Synopsis
The basic goal of this assignment is to explore the NOAA Storm Database and answer some basic questions about severe weather events. I use the database to answer the questions below and show the code for my entire analysis. My analysis can consist of tables, figures, or other summaries. I also use any R package to support my analysis.
Data Processing
data <- read.csv("~/Desktop/repdata-data-StormData.csv")
Results
Questions
data.injuries<-aggregate(data$INJURIES,by=list(data$EVTYPE),sum)
data.fatalities<-aggregate(data$FATALITIES,by=list(data$EVTYPE),sum)
data.injuries.high <- data.injuries[head(order(data.injuries$x, decreasing=TRUE), 10),]
data.fatalities.high <- data.fatalities[head(order(data.fatalities$x, decreasing=TRUE), 10),]
data.harm<-cbind(data.fatalities.high,data.injuries.high)
names(data.harm)<-c("Event Types","Fatalities","Event Types","Injuries")
data.harm
## Event Types Fatalities Event Types Injuries
## 834 TORNADO 5633 TORNADO 91346
## 130 EXCESSIVE HEAT 1903 TSTM WIND 6957
## 153 FLASH FLOOD 978 FLOOD 6789
## 275 HEAT 937 EXCESSIVE HEAT 6525
## 464 LIGHTNING 816 LIGHTNING 5230
## 856 TSTM WIND 504 HEAT 2100
## 170 FLOOD 470 ICE STORM 1975
## 585 RIP CURRENT 368 FLASH FLOOD 1777
## 359 HIGH WIND 248 THUNDERSTORM WIND 1488
## 19 AVALANCHE 224 HAIL 1361
Conclusin: From the dataset, we could see that the TORNADO is the most harmful event with the respect to population health.
data.prop<-aggregate(data$PROPDMG,by=list(data$EVTYPE),sum)
data.crop<-aggregate(data$CROPDMG,by=list(data$EVTYPE),sum)
data.cost<-data.frame(data.prop[,1],data.prop[,2]+data.crop[,2])

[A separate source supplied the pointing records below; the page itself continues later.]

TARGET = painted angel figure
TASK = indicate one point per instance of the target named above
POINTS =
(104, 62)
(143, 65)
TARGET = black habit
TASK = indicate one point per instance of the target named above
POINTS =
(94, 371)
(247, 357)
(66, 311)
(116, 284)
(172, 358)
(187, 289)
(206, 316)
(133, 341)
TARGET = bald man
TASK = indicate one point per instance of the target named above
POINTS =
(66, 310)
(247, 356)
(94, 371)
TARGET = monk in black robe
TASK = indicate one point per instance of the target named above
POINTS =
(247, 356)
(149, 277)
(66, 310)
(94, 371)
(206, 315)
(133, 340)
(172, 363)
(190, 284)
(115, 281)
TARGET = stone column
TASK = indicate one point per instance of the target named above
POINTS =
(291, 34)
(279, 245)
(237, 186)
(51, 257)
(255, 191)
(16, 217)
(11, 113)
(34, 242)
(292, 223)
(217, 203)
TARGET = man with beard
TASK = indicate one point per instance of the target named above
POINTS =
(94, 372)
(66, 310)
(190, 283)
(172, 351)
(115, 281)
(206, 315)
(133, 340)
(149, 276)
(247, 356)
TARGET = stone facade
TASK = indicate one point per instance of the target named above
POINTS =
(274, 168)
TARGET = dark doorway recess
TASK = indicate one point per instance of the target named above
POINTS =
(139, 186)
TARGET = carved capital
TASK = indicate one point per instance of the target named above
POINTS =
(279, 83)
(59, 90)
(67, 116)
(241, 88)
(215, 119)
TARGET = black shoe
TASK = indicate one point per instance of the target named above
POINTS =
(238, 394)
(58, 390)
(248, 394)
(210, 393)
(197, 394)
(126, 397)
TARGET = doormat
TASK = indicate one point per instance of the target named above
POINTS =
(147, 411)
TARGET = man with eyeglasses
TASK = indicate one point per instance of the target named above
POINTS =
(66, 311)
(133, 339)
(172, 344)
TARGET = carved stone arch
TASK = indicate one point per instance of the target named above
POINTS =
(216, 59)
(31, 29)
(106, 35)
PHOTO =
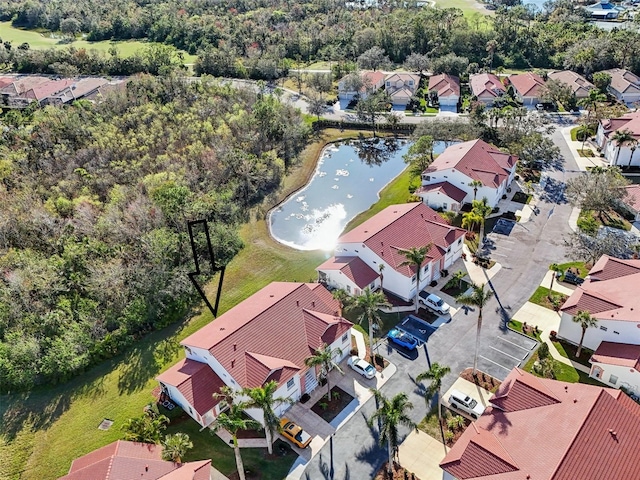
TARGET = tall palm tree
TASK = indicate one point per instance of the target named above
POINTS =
(483, 210)
(323, 358)
(415, 257)
(391, 413)
(555, 268)
(369, 302)
(584, 318)
(262, 398)
(436, 373)
(477, 298)
(475, 184)
(233, 420)
(622, 138)
(175, 446)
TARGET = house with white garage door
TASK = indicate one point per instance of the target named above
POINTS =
(266, 337)
(380, 241)
(446, 183)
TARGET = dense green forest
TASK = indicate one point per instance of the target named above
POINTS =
(94, 250)
(262, 39)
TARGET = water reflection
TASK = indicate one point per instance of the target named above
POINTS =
(346, 182)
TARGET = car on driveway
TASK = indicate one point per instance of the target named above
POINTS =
(361, 366)
(294, 433)
(434, 302)
(402, 338)
(465, 403)
(573, 279)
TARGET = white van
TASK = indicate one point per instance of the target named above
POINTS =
(465, 403)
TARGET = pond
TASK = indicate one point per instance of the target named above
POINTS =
(346, 181)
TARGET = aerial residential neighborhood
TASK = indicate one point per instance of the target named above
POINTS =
(307, 240)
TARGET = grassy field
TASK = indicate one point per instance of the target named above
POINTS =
(44, 430)
(39, 40)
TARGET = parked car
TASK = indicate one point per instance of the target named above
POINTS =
(465, 403)
(433, 302)
(295, 433)
(361, 366)
(573, 279)
(402, 338)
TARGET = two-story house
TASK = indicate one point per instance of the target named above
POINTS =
(266, 337)
(446, 182)
(380, 240)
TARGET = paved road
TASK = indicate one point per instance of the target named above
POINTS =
(525, 256)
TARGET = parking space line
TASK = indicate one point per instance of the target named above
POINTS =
(515, 344)
(496, 363)
(505, 353)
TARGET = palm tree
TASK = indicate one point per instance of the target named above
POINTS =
(483, 210)
(233, 420)
(436, 373)
(477, 298)
(475, 184)
(555, 268)
(584, 318)
(262, 398)
(323, 358)
(391, 414)
(343, 298)
(175, 446)
(415, 257)
(622, 138)
(369, 302)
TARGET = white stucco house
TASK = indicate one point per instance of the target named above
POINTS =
(486, 88)
(625, 86)
(379, 241)
(266, 337)
(610, 294)
(623, 155)
(447, 88)
(445, 183)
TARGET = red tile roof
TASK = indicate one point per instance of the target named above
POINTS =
(633, 197)
(196, 381)
(477, 160)
(403, 226)
(124, 460)
(446, 85)
(486, 83)
(622, 354)
(610, 292)
(353, 268)
(277, 327)
(567, 439)
(446, 188)
(527, 84)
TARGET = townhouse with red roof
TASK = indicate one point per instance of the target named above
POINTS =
(378, 241)
(610, 294)
(623, 154)
(266, 337)
(123, 460)
(486, 88)
(542, 429)
(447, 88)
(527, 87)
(445, 183)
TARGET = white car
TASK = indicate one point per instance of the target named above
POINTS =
(434, 302)
(465, 403)
(363, 367)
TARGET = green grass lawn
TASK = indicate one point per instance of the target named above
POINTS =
(541, 297)
(44, 430)
(39, 40)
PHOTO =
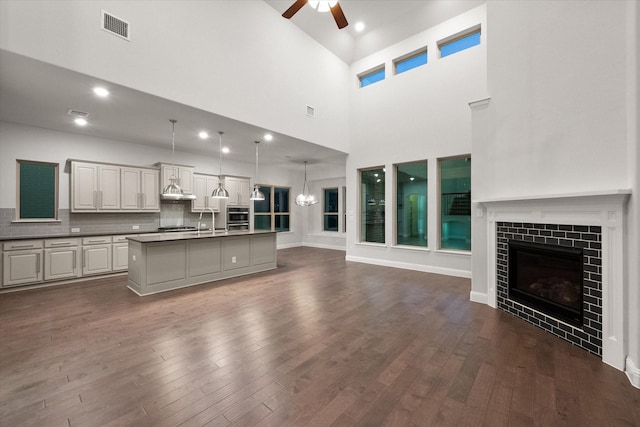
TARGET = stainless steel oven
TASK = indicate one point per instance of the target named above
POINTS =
(237, 219)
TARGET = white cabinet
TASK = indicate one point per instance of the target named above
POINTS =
(120, 253)
(22, 262)
(94, 187)
(239, 190)
(61, 259)
(203, 186)
(183, 175)
(140, 189)
(96, 255)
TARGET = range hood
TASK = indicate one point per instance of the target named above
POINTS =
(173, 192)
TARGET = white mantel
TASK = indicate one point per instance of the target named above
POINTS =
(596, 208)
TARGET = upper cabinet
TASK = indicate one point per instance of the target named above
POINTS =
(95, 187)
(203, 186)
(182, 174)
(239, 190)
(140, 189)
(99, 187)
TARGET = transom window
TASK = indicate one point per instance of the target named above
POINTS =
(272, 213)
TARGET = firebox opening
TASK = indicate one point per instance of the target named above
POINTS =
(547, 278)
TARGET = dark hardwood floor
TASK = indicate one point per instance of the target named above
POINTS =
(317, 342)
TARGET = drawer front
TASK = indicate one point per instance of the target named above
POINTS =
(22, 245)
(60, 243)
(122, 239)
(97, 240)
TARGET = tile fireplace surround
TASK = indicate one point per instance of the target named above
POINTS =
(600, 210)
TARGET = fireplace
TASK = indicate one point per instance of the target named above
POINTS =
(547, 278)
(559, 248)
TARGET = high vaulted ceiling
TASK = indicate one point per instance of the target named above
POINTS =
(39, 94)
(386, 22)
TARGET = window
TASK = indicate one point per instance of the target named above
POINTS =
(372, 205)
(459, 42)
(330, 215)
(410, 61)
(372, 76)
(37, 191)
(272, 213)
(455, 203)
(411, 204)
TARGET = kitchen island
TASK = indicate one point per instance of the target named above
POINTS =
(170, 261)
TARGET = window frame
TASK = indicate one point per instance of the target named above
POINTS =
(370, 73)
(335, 213)
(397, 200)
(476, 29)
(408, 57)
(56, 192)
(272, 213)
(364, 203)
(440, 202)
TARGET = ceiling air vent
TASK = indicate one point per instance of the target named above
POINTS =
(311, 112)
(115, 26)
(77, 113)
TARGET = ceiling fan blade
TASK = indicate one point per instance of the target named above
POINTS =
(294, 8)
(338, 15)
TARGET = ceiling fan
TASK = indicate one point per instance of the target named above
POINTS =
(322, 6)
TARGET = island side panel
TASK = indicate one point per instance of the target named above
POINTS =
(205, 259)
(263, 250)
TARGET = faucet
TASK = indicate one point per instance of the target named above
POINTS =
(213, 220)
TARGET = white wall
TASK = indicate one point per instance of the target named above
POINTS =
(243, 55)
(563, 114)
(420, 114)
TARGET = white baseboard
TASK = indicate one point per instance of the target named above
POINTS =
(324, 246)
(480, 297)
(633, 372)
(408, 266)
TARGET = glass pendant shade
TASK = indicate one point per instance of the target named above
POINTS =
(256, 194)
(173, 191)
(306, 198)
(220, 192)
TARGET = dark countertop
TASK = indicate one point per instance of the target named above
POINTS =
(190, 235)
(74, 235)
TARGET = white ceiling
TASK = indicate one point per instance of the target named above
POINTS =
(40, 94)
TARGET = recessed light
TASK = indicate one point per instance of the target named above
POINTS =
(101, 92)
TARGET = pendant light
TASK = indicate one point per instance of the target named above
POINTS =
(256, 194)
(306, 198)
(220, 192)
(173, 191)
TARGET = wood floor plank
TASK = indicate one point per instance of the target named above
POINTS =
(330, 343)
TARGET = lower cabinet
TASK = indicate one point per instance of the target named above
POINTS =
(31, 262)
(22, 263)
(96, 255)
(61, 259)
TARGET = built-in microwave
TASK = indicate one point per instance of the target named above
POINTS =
(237, 219)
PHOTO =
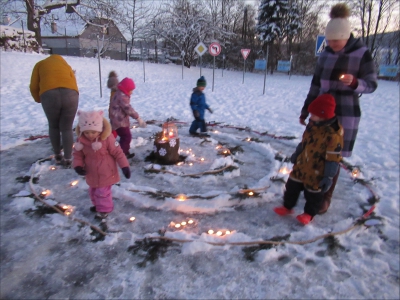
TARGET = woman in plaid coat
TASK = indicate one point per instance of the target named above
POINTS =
(345, 69)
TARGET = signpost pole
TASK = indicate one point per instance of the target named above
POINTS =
(213, 74)
(266, 68)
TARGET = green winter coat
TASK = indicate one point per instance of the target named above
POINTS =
(322, 141)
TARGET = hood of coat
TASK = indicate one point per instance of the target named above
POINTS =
(104, 134)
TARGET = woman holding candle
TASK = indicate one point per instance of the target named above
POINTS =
(345, 69)
(53, 84)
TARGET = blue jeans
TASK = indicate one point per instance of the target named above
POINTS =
(196, 124)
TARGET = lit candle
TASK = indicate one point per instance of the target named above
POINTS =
(181, 197)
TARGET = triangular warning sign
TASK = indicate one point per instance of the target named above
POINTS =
(322, 46)
(245, 53)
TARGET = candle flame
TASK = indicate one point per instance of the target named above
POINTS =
(284, 170)
(181, 197)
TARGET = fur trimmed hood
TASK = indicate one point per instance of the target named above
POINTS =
(104, 134)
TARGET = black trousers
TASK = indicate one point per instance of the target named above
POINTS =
(292, 193)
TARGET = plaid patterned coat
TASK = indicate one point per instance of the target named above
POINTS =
(354, 59)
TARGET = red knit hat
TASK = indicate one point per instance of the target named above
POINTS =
(323, 106)
(126, 85)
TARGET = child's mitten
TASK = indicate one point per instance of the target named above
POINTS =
(331, 168)
(196, 114)
(80, 170)
(294, 156)
(127, 172)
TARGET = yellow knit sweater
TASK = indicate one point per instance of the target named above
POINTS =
(51, 73)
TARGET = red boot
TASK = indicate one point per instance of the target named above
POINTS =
(283, 211)
(304, 218)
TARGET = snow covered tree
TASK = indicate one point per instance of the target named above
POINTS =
(270, 19)
(182, 25)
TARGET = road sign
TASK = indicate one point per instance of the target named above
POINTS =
(200, 48)
(245, 53)
(214, 49)
(320, 45)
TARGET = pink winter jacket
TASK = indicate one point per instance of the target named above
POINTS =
(120, 110)
(101, 165)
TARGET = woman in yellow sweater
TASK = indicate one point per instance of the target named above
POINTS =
(53, 84)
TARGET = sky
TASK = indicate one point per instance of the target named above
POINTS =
(51, 256)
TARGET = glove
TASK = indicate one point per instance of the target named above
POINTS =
(330, 170)
(142, 124)
(80, 170)
(294, 156)
(127, 172)
(325, 184)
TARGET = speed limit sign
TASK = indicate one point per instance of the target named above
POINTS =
(214, 49)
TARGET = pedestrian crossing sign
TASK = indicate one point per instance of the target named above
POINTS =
(320, 45)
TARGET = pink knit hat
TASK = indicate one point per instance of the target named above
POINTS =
(126, 85)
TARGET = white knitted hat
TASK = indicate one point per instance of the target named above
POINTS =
(338, 27)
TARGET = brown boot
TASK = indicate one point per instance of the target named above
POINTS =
(326, 202)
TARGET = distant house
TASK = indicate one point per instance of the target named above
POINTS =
(84, 40)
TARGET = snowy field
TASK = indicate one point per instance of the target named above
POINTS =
(46, 255)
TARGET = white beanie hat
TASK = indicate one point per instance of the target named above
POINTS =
(338, 27)
(90, 120)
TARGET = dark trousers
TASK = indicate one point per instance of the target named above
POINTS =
(292, 193)
(60, 106)
(196, 124)
(125, 138)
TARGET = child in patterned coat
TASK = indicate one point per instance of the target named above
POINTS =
(316, 160)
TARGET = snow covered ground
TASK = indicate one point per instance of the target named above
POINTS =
(49, 256)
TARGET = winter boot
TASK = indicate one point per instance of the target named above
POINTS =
(58, 159)
(67, 163)
(326, 202)
(304, 218)
(283, 211)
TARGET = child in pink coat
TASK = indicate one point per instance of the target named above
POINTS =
(96, 155)
(120, 110)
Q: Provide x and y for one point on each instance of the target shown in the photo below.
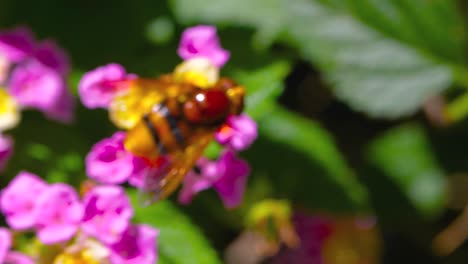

names(data.cost)<-c("Event Types","Economics Cost")
library(dplyr)
##
## Attaching package: 'dplyr'
##
## The following objects are masked from 'package:stats':
##
## filter, lag
##
## The following objects are masked from 'package:base':
##
## intersect, setdiff, setequal, union
data.cost <- arrange(data.cost, desc(data.cost[,2]))
data.cost.high<- head(data.cost, 10)
#data.cost.high[,1] <- as.character(data.cost.high[,1])
data.cost.high[,1] <- factor(data.cost.high[,1])
plot(data.cost.high[,1],data.cost.high[,2]/100000,xlab="Event Types",ylab="Economic Cost (10^5 US Dollars)",main="Event Types with Greatest Economic Consequences")
Conclusin: From the dataset and the plot, we could see that the TORNADO costs the greatest economic consequence.